Biden administration under pressure to increase security aid to Burkina Faso despite US-trained coup last year Lieutenant Colonel Paul-Henri Damiba, who was swiftly overthrown by another military officer, Captain Ibrahim Traoré. Last September, The Intercept asked AFRICOM whether Traoré had also been trained by the US, “We’re looking into it,” said AFRICOM spokeswoman Kelly Cahalan, noting that the command was “potentially” with him. was “still investigating” the engagements. Kahlan wrote, “I’ll let you know when I have an answer.” There was no response to a request for an update this week.

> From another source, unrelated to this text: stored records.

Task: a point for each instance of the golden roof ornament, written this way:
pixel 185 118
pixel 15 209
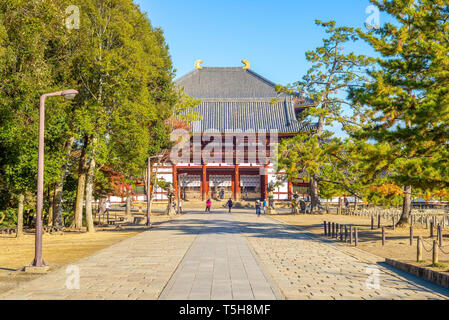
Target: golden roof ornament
pixel 247 64
pixel 198 64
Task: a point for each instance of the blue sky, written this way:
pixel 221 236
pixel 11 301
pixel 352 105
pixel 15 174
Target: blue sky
pixel 272 35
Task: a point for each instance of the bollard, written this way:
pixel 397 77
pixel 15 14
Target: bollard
pixel 435 259
pixel 350 234
pixel 419 250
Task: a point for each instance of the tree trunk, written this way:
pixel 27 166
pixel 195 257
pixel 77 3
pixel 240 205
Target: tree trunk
pixel 406 206
pixel 51 201
pixel 20 216
pixel 59 188
pixel 128 204
pixel 78 221
pixel 89 188
pixel 313 180
pixel 313 194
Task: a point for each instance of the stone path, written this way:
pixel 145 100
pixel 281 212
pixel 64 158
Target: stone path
pixel 220 265
pixel 221 256
pixel 309 268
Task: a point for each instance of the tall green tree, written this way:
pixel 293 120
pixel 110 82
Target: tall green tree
pixel 332 74
pixel 406 100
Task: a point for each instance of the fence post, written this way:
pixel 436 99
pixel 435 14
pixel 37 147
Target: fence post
pixel 350 234
pixel 431 229
pixel 435 259
pixel 419 253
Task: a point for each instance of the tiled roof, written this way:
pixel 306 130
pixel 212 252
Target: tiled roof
pixel 259 115
pixel 235 99
pixel 226 83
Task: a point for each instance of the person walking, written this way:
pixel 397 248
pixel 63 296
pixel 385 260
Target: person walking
pixel 258 209
pixel 229 204
pixel 208 205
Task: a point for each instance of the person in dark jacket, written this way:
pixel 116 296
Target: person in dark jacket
pixel 229 204
pixel 258 208
pixel 208 205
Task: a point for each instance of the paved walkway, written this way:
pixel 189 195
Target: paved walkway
pixel 221 256
pixel 306 267
pixel 220 265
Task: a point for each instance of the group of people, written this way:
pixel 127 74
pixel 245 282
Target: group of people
pixel 230 204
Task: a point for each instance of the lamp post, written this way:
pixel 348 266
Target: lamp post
pixel 148 224
pixel 68 94
pixel 180 181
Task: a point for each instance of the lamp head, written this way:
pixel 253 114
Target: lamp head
pixel 69 94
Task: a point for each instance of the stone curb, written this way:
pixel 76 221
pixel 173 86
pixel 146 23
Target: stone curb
pixel 439 278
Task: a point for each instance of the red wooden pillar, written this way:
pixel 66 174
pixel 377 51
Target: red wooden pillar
pixel 204 183
pixel 290 190
pixel 175 180
pixel 236 183
pixel 265 187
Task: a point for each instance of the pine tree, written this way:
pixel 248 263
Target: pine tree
pixel 403 98
pixel 332 74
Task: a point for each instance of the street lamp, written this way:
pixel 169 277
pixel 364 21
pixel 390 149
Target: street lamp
pixel 180 181
pixel 68 94
pixel 159 157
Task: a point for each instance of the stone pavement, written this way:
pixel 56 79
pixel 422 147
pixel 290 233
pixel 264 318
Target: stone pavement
pixel 221 256
pixel 306 267
pixel 220 265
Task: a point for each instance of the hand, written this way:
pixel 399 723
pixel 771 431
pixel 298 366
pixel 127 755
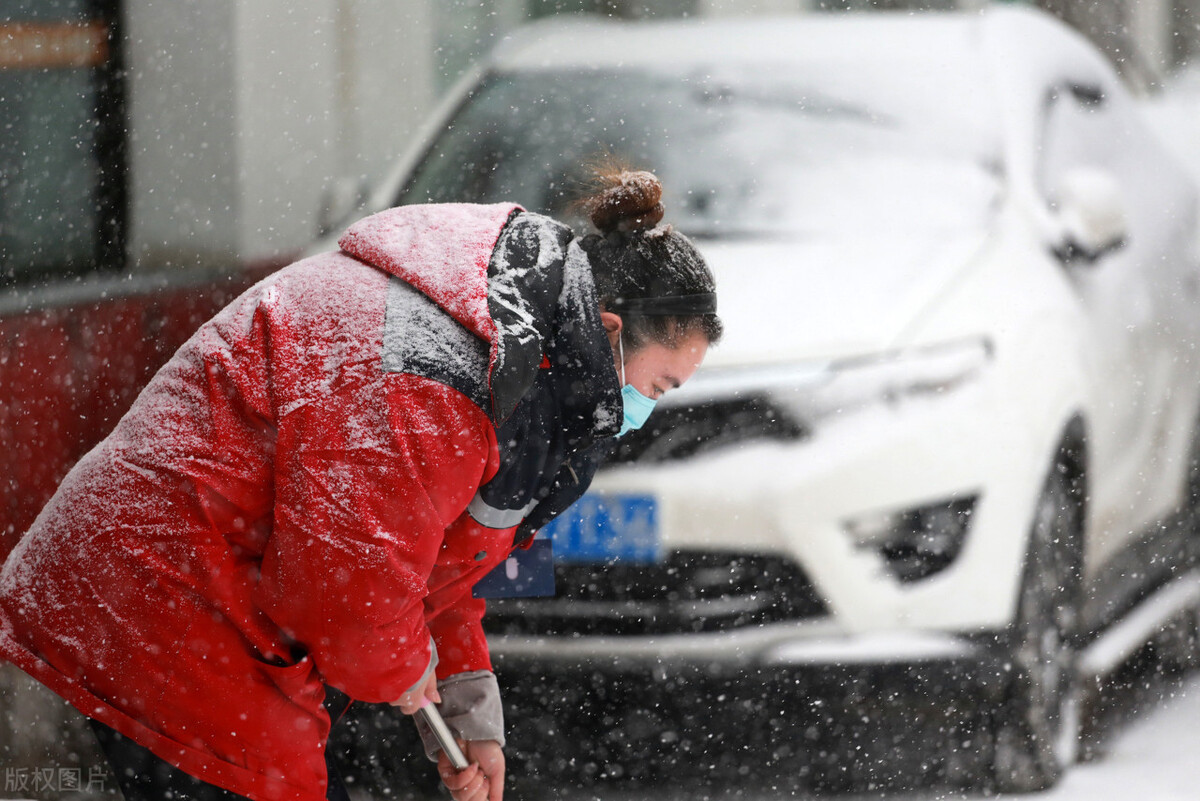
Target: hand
pixel 418 697
pixel 480 781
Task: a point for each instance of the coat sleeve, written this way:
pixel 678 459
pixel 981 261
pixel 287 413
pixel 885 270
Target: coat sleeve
pixel 369 477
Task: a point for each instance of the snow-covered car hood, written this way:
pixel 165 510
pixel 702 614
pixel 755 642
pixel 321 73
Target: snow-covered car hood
pixel 829 296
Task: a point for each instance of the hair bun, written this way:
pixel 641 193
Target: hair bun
pixel 625 200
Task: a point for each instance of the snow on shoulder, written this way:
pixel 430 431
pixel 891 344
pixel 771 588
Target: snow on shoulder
pixel 442 250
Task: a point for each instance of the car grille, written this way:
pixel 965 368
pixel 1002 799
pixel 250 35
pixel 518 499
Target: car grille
pixel 682 432
pixel 688 592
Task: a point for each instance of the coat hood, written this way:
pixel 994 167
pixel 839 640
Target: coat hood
pixel 528 295
pixel 444 252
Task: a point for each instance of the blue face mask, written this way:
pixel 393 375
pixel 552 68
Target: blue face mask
pixel 636 405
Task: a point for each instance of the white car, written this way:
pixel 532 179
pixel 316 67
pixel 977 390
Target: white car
pixel 954 414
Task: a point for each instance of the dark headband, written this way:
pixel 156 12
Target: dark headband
pixel 667 305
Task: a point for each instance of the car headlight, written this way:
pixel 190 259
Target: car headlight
pixel 889 379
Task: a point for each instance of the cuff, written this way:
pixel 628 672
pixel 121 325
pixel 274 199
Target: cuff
pixel 471 706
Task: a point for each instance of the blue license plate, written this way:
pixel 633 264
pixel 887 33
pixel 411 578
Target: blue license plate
pixel 601 528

Experts say the US track record of pouring money into foreign militaries instead of making long-term investments in humanitarian aid, strengthening civil society and strengthening democratic institutions has been short-sighted and detrimental to broader American objectives. They also question the United States’ ability to build a foreign military capability, which the Pentagon sees as a task core competency,

“When you look at the big picture, from Afghanistan to Somalia to Burkina Faso, the U.S. government’s funding and training of other countries’ military and police forces in the fight against terrorism is largely without regard to the pursuit of meaningful security. ineffective and counterproductive. Americans or anyone else around the world,” Stephanie Sewell, co-director of the Cost of War Project at Brown University, told The Intercept.

Ukrainian soldiers have been trained by the US and its allies faltered during the long-awaited counter-attack Against Russian forces, the quality of instruction and the efficacy of tens of billions of dollars in US aid are being questioned. In 2021, an Afghan army built, trained, advised and armed by the United States 20 years Ended up in front of Taliban forces. In 2015, the Pentagon committed a $500 million effort to train and equip Syrian rebels, Hope To produce 15,000 fighters in three years, only a few dozen were received before being built put an end to by the United States. A year ago, the US – building, training and funding an Iraqi army – was worth at least $25 billion. routed by the very small forces of the Islamic State.

In West Africa in particular, Joseph said, security assistance has not been linked to a more diverse whole-of-government approach. “It really shows the lack of tools in the toolkit that the United States has in this part of the world. It is a mechanism the US thinks it has to exert influence and leverage in foreign policy, but it turns out to be a very poor tool, especially in a place like the Sahel, where even militaries are a threat to civilian government. are being made.

Update: August 10, 2023, 1:44 pm ET
This article has been updated to include the junta’s threat to execute the Nigerian president Mohamed Bazoum if neighboring countries take military action to restore him to power.